Tree of Life Needs More Dinosaurs
There were approximately fifty times when I adjusted in my seat, looked around at my friends, and thought, ‘I’m watching a movie right now. It’s a “deep movie”, but I’ve become disengaged. I would like this experience to end now, but it’s going to keep going for a long time, and there’s no way to…
By Brad Pike
So Tree of Life just ended—wait no it didn’t. There’s some more running around on a beach. There’s a mask floating in the ocean. Why’s there a mask floating in the ocean, Terrence Malick? Okay, so Tree of Life just ended—fuck, we’re back in space, and there’s the image of an undulating nebula thing. Is it done yet? It’s going… it’s still going… Okay, so it seriously just ended, and I have this tremendous sense of relief. I let out a huge sigh and look around at my friends for a reaction, but they seem just as confused, perhaps even astonished that Malick cared enough about the audience to give the film an ending, having felt that the movie might just transition into a ten hour planetarium show punctuated with additional creepy whispering. I awkwardly half-smile, shift my eyes back and forth, scratch the side of my head. I go over the movie in my mind. How am I going to react to this?

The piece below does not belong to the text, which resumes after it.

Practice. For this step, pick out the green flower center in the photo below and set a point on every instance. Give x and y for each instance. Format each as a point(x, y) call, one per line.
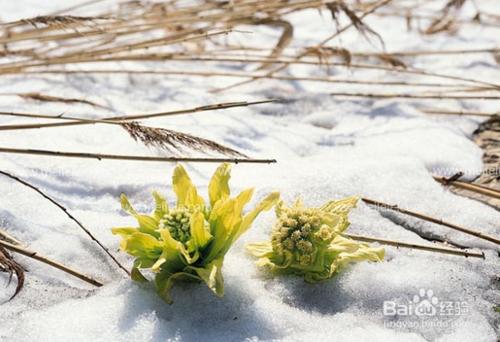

It would be easy to say this is a bunch of pretentious bullshit, a grandiose operatic (with opera even!) product of an out of control ego. I could make jokes about how the movie should’ve been called Sunlight Filtering Through Leaves because of the billion shots of sunlight filtering through trees, grass, behind people’s heads, sparkling in sprinklers, behind the earth—hell, even a scene where the sun swells up and devours the planet. In the way that Star Trek had a lens flare in nearly every shot, Tree of Life always has sunlight flickering behind something.
It would be easy to bring up the dinosaurs, all those CG dinosaurs. There’s an unintentionally hilarious scene where a velociraptor type dinosaur puts its foot on a dying dinosaur’s face, lets its foot off the face, then puts it back down on its face, then lifts it up and walks off. There’s another scene where a Loch Ness monster lays silhouetted on a beach, and he (or she maybe) swings a long rubbery neck toward the camera as it looks at a fat gash in its side, and then away in a gesture that can only say, “Seems bleak.” I seem to recall there’s another scene of a miniature triceratops running around in the woods, confused, lost maybe. Maybe I made it up.
It would be easy to bring up the endless section in outer space where you see a galaxy forming, a close-up of stars churning with rumbling bass noises, Hubble photos brought to life—all set to opera with the occasional whispered non sequitur. It made me think of Dune with all the whispered thoughts (“And how can this be? For he is the Kwisatz Haderach!”).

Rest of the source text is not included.